Reparen, señoras mías y señores míos, en esta especie de puente longitudinal compuesto por fibras: se llama bóveda y constituye la parte superior del tálamo óptico. Por detrás de ella se ven dos comisuras transversales que obviamente no deben ser confundidas con las de los labios. Observemos ahora del otro lado. Atención. Esto que sobresale aquí son los tubérculos cuadrigémeos o lobos ópticos (no siendo clase de zoología, la acentuación de lobos se hace fuerte en la primera o). Esta parte amplia es el cerebro anterior, y aquí tenemos las célebres circunvoluciones. En este sitio, abajo, está, evidentemente, todo el mundo lo sabe, el cerebelo, con su parte interna, llamada arbor vitae, que se debe, conviene aclararlo, no vaya a creerse que estamos en la clase de botánica, al pliegue del tejido nervioso en un cierto número de laminillas que dan origen, a su vez, a pliegues secundarios. Ya hemos hablado de la médula espinal. Repárese en esto que no es un puente, pero que tiene el nombre de puente de Varolio, que parece incluso una ciudad de Italia, no dirán que no. Atrás está la médula alargada. Falta poco para que lleguemos al final de la descripción, no se pongan nerviosos. La explicación podría ser, naturalmente, mucho más lenta y minuciosa, pero para eso nada como la autopsia. Limitémonos, por lo tanto, a indicar la glándula pituitaria, que es un cuerpo glandular y nervioso que nace del pavimento del tálamo o tercer ventrículo. Y, finalmente, concluyendo, informamos que esta cosa de aquí es el nervio óptico, asunto de la más alta importancia, pues con esto nadie osará decir que no ha visto lo que pasó en este lugar.

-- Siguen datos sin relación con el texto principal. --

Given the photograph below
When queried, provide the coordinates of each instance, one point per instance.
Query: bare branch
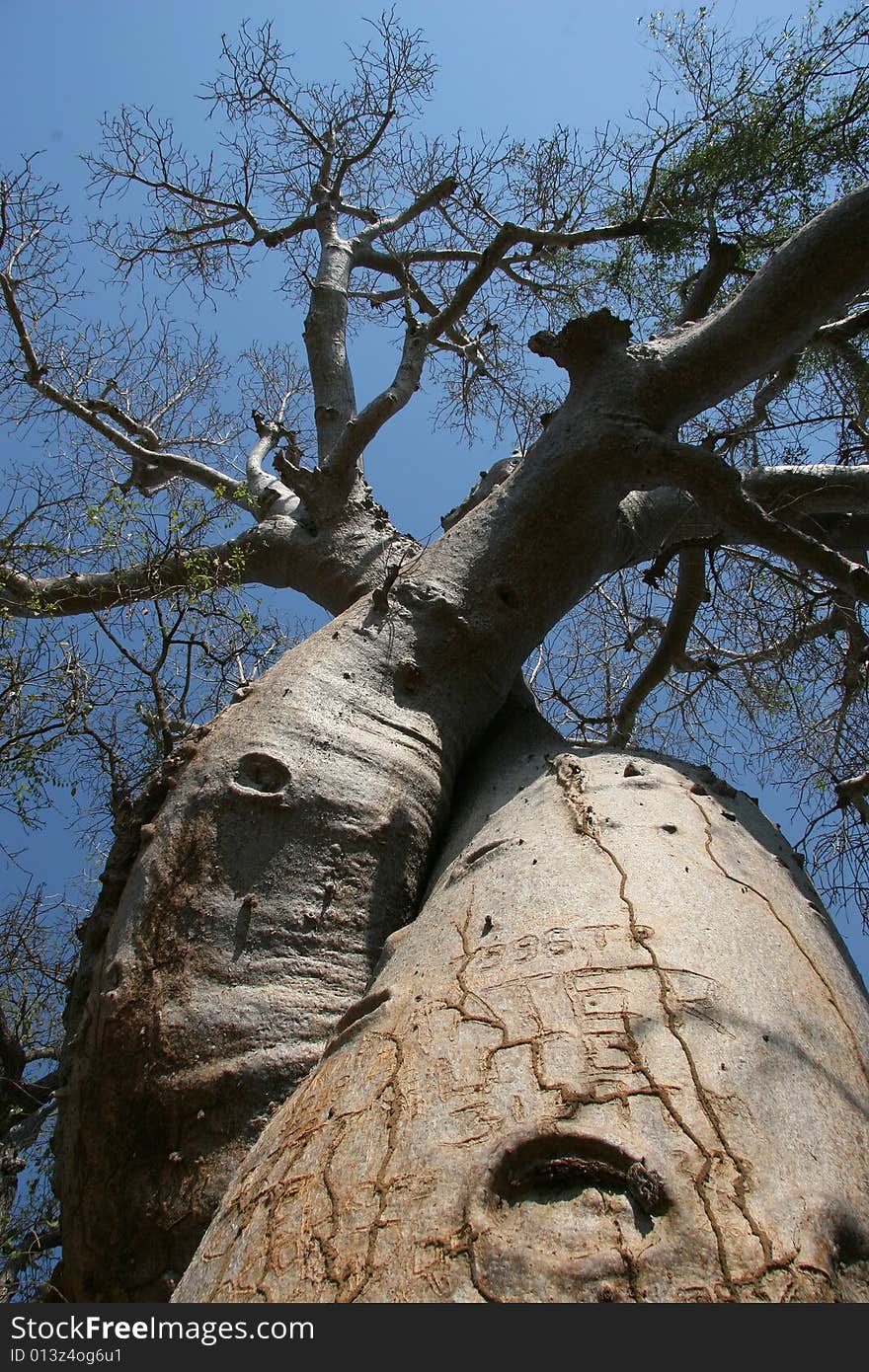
(689, 595)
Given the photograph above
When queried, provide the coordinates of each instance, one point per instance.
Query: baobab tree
(393, 992)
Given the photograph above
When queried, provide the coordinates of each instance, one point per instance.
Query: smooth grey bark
(619, 1055)
(281, 848)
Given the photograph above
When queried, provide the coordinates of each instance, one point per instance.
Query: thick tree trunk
(235, 931)
(619, 1055)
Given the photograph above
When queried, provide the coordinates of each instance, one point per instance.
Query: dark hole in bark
(559, 1168)
(259, 771)
(113, 977)
(851, 1245)
(481, 852)
(507, 595)
(352, 1019)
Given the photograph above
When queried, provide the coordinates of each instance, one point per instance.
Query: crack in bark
(784, 925)
(641, 939)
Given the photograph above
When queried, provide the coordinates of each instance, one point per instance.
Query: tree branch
(689, 595)
(808, 283)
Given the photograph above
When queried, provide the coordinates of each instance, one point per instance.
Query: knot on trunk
(581, 342)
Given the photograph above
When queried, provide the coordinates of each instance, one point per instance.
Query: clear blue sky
(502, 65)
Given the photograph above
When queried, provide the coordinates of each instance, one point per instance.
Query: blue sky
(503, 65)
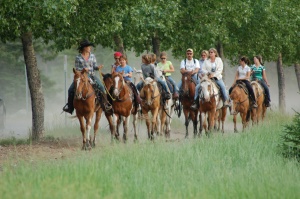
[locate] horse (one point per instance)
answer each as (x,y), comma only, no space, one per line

Y ahora, la pregunta fundamental: ¿para qué sirve el cerebro, vulgo sesos? Sirve para todo porque sirve para pensar. Pero, atención, no vayamos a caer ahora en la superstición común de que todo cuando llena el cráneo está relacionado con el pensamiento y los sentidos. Imperdonable engaño, señoras y señores. La mayor parte de esta masa contenida en el cráneo no tiene nada que ver con el pensamiento, no tiene nada que ver con esto. Sólo una cáscara muy fina de sustancia nerviosa, llamada corteza, con cerca de tres milímetros de espesor, y que cubre la parte anterior del cerebro, constituye el órgano de la conciencia. Repárese, por favor, en la perturbadora semejanza que hay entre lo que llamaremos un microcosmos y lo que llamaremos un macrocosmos, entre los tres milímetros de corteza que nos permiten pensar y los pocos kilómetros de atmósfera que nos permiten respirar, insignificantes unos y otros, y todos, a su vez, en comparación ni siquiera con el tamaño de la galaxia, sino con el simple diámetro de la tierra. Pasmémonos, hermanos, y oremos al Señor.